A 40-Gb/s Decision Circuit in 90-nm CMOS

T. Chalvatzis†, K. H. K. Yau*, P. Schvan†, M. T. Yang† and S. P. Voinigescu*
†The Edward S. Rogers Sr. Department of Electrical and Computer Engineering, University of Toronto,
10 King’s College Rd, Toronto, ON M5S3G4, Canada (Email: theo@eeecg.toronto.edu)
‡Nortel Networks, Ottawa, ON K1Y4H7, Canada

Abstract—A low-power 40-Gb/s decision circuit for fiber-optic and mm-wave analog-to-digital converter applications was implemented in two 90-nm processes from two different foundries. The circuit uses a MOS-CML Master-Slave latch topology with only two vertically stacked transistors. It combines low and high-V_T-MOSFETs to allow for operation from a 1.2-V supply, without compromising speed. Full-rate retiming with jitter reduction and 7 ps rise/fall times is demonstrated at 37 Gb/s and 40 Gb/s from 1.2 V and 1.5 V, respectively.

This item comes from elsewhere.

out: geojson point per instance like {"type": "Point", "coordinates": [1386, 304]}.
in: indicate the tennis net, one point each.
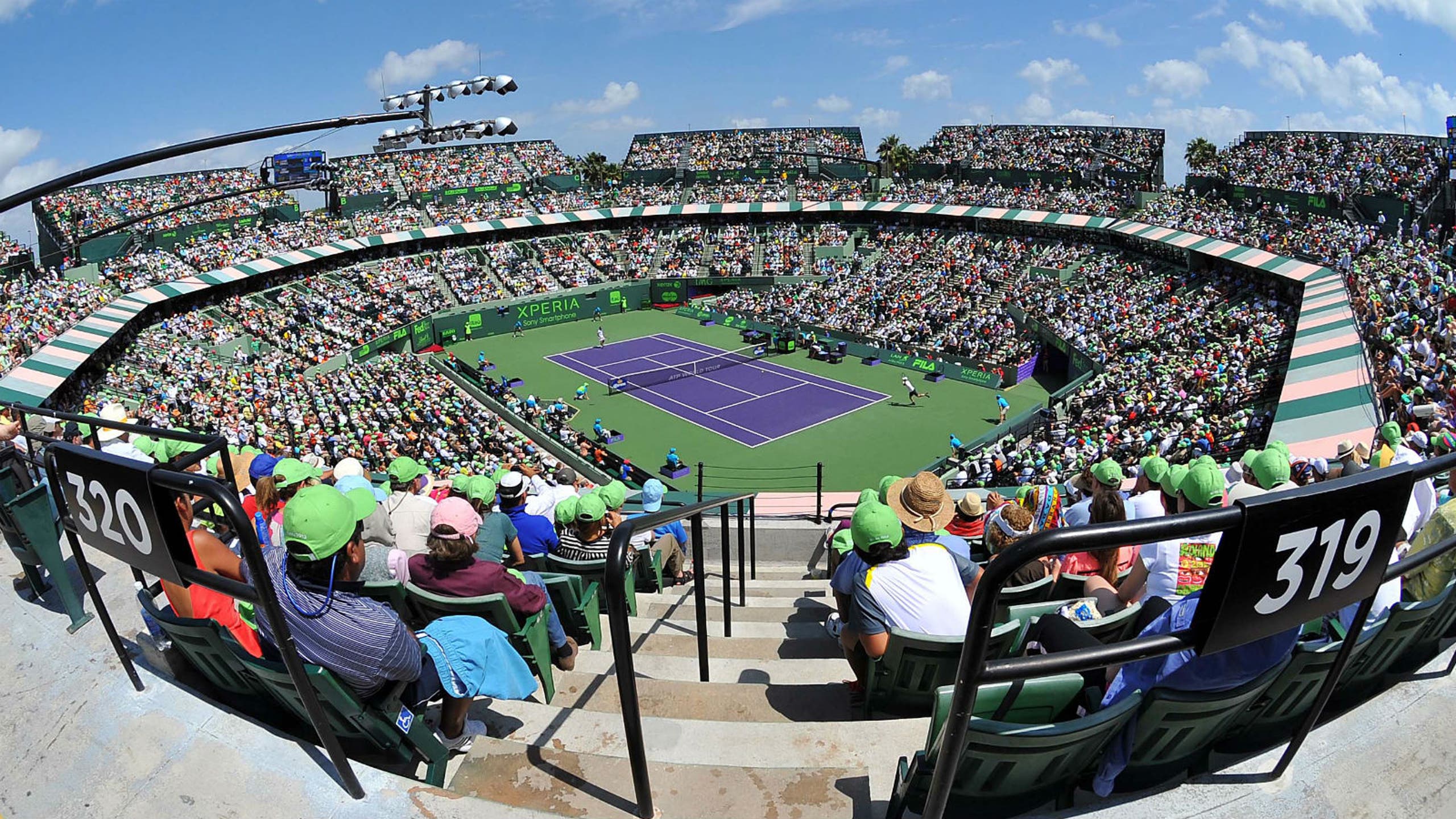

The entire decision circuit dissipates 130 mW from 1.2 V, with a record low power consumption of 10.8 mW per latch.

Index Terms—Decision circuit, retiming D flip-flop, MOS-CML

I. INTRODUCTION

Flip-flops and decision circuits are the most critical digital blocks used in high-speed wireline and fiber-optic transceivers [1], equalizers and mm-wave-sampling ADCs [2]. Full-rate retiming has been successfully demonstrated at speeds above 40 Gb/s in III-V [3], [4] and SiGe BiCMOS technologies [1], [5]. However, these circuits operate from 1.5 V or higher supplies and consume significant power. A MOS-CML implementation would permit 40 Gb/s serializer-deserializer (SERDES) chips to reach the same levels of digital integration, including FEC, as state-of-the-art 10 Gb/s chips, and to operate from a single 1.2-V power supply.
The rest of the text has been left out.